Analisis yang disajikan SAGKI 2005 tentang preman menghentak kesadaran kita bagaimana nasib orang-orang muda yang dijadikan toys dan diperalat penguasa serta kepentingan pengusaha. Lihat saja bagaimana pengusaha yang mengelola perjudian, prostitusi, dan obat terlarang masih berkeliaran bebas dengan penjagaan para preman dan backing para perwira. Jasa para preman digunakan juga untuk terror di kalangan buruh pabrik yang ingin memperjuangkan perbaikan nasib. Budaya kekerasan disuburkan, yang merasuk ke dalam lembaga-lembaga dan masyarakat sipil. Seperti halnya kasus kekerasan STPDN, sekolah yang harusnya mendidik calon pamong justru menjadi sarang preman paling brutal (Tangdilintin, 2008: 46-48).

f. Ketidaksetaraan Gender dan KDRT

Ideologi gender di Negara kita masih sangat patriarkis dan paternalistik, terlalu memihak dan menguntungkan kaum pria, sebaliknya perempuan kurang mendapatkan tempat yang layak. Ada semacam pembatas yang tidak tampak tetapi

ada, yang kemudian menghambat perempuan untuk ‘naik ke jenjang lebih tinggi’ di dalam banyak bidang. Dalam keluarga pun, banyak perempuan (OMK) yang diperlakukan semena-mena bahkan menjadi korban Kekerasan Dalam Rumah Tangga (Tangdilintin, 2008: 48-49).

g. Narkoba

Narkotika dan obat terlarang adalah salah satu godaan bahkan ancaman terbesar bagi generasi muda kita. Kini pun narkoba berkedok sebagai salah satu gaya hidup yang kian menjadi trend. Mereka diiming-imingi ‘kebahagian’ bila menggunakannya dan masuk dalam jaringan. Dan ketika sudah masuk dan kecanduan, hampir mustahil untuk keluar (Tangdilintin, 2008: 49-50).
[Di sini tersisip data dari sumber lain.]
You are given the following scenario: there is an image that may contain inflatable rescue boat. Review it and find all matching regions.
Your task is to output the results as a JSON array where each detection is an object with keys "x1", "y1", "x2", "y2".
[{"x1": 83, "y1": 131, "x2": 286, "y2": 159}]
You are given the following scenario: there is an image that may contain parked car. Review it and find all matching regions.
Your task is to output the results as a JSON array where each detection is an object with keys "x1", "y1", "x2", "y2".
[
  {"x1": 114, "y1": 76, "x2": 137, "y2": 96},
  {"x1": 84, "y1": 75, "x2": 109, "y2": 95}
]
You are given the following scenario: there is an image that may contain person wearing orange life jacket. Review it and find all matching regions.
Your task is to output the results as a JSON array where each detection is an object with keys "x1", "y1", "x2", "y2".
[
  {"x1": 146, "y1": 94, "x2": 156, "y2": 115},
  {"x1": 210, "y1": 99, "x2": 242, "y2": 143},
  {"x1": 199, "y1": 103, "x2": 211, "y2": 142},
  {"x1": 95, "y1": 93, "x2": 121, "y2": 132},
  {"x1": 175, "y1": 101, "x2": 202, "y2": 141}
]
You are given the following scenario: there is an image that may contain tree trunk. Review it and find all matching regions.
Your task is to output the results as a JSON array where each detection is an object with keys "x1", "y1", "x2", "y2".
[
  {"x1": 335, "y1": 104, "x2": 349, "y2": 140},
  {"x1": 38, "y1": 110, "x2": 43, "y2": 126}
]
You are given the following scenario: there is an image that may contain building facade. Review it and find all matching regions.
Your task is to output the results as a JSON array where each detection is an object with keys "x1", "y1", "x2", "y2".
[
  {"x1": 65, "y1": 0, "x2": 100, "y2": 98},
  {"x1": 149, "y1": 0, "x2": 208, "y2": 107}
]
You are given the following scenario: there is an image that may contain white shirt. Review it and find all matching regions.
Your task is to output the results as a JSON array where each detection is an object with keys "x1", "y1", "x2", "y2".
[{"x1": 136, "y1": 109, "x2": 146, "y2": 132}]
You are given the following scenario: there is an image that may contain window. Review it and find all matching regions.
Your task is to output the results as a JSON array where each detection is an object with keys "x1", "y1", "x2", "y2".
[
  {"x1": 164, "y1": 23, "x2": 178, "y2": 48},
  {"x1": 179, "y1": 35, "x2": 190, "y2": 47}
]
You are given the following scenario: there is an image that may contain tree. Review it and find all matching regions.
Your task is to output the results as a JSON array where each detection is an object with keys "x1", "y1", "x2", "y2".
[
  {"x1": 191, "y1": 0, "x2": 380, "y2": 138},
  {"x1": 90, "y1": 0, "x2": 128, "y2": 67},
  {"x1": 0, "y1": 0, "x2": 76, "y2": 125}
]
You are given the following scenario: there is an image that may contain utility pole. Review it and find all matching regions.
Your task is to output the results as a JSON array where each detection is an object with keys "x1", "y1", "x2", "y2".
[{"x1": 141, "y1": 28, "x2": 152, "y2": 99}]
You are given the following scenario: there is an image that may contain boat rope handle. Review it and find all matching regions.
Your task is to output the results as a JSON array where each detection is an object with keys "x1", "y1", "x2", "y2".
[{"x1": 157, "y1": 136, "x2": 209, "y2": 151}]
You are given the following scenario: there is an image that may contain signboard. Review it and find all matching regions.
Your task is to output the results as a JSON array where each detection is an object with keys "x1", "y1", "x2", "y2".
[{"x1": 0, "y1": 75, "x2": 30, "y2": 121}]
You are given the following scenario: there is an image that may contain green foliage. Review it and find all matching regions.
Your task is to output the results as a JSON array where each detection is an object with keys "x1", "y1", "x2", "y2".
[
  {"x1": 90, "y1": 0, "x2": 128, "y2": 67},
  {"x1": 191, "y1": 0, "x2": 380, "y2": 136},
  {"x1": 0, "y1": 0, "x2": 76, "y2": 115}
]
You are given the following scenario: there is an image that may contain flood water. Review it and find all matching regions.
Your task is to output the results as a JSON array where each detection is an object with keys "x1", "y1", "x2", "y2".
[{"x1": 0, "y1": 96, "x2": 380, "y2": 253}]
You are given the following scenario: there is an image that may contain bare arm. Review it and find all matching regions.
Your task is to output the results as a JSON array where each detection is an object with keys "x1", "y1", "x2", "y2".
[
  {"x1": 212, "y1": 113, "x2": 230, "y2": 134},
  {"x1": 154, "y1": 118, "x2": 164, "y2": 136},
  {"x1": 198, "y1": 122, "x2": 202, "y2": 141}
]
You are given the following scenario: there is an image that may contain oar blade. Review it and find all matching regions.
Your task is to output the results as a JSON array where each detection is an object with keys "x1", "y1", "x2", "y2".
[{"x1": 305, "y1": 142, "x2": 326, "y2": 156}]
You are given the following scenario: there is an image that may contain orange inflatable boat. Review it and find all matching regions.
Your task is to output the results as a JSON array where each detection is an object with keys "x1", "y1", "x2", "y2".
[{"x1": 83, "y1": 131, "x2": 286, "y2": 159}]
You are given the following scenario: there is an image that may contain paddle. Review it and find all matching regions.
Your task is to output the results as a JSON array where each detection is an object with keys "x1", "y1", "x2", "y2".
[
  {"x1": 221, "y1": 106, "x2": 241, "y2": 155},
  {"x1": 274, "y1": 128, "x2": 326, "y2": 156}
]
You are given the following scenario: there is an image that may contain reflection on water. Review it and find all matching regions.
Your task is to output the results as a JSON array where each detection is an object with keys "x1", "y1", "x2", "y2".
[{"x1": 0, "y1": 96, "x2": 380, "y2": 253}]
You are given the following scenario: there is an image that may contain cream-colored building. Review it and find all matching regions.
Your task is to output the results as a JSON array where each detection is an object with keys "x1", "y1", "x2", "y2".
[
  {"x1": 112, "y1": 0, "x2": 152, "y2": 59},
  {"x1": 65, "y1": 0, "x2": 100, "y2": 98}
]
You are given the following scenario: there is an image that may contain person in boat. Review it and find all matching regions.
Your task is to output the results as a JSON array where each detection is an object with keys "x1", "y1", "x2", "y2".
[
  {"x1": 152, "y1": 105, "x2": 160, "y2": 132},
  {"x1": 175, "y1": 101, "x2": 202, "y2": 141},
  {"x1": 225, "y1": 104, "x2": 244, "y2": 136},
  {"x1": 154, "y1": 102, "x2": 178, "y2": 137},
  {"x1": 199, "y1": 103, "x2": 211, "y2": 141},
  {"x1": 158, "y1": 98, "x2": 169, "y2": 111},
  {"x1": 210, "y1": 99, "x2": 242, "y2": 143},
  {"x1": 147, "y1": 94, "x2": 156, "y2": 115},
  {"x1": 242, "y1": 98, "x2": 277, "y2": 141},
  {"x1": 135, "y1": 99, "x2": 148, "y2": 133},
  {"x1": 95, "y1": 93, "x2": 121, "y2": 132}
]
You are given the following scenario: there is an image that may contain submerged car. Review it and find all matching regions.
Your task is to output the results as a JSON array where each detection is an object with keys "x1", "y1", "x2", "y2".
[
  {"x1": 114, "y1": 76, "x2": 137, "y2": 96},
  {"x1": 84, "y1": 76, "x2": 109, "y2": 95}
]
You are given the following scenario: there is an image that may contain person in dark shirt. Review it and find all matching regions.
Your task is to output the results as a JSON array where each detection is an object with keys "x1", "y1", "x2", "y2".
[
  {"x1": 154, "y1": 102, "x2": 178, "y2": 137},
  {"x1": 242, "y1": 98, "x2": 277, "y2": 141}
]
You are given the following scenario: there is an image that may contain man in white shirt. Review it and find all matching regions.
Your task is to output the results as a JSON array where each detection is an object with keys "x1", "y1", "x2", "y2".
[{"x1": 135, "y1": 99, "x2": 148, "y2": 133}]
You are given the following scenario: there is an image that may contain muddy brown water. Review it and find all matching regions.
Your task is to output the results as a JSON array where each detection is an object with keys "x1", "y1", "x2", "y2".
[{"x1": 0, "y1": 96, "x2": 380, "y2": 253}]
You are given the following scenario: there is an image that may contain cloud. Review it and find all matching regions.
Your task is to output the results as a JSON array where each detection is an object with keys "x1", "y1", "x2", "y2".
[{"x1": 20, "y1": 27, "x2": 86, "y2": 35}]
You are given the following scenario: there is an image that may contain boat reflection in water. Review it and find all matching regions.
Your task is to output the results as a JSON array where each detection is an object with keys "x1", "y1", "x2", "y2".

Krisis identitas, tidak punya tujuan hidup, budaya latah, pemujaan kebebasan, mental lembek, kurangnya harga diri dan rasa percaya diri yang kemudian dapat menyebabkan orang muda kita begitu mudah terpengaruh, atau melarikan diri dari kesulitan dan tantangan hidup (Tangdilintin, 2008: 40).

5. Rintangan yang Menghambat Penguasaan Tugas Kaum Muda

Berbagai hambatan ataupun persoalan yang dihadapi kaum muda selalu saja berujung pada kegagalan. Kesulitan dalam menguasai berbagai tugas perkembangan masa muda (pemilihan jalan hidup) sering bertambah besar karena terdapat hambatan-hambatan. Dalam buku yang berjudul Psikologi Perkembangan, (Hurlock, 1980: 269) dituliskan ada beberapa rintangan yang

menghambat penguasaan tugas perkembangan masa dewasa dini (masa muda), diantaranya:

a. Dasar yang Kurang Memadai

Makin banyak masalah yang belum terselesaikan berupa tugas perkembangan sebelumnya yang belum dikuasai yang dibawa seseorang saat memasuki masa dewasa, maka makin terasa lama dan sulit proses penyesuaian dari pada masa dewasa tersebut (Hurlock, 1980: 269).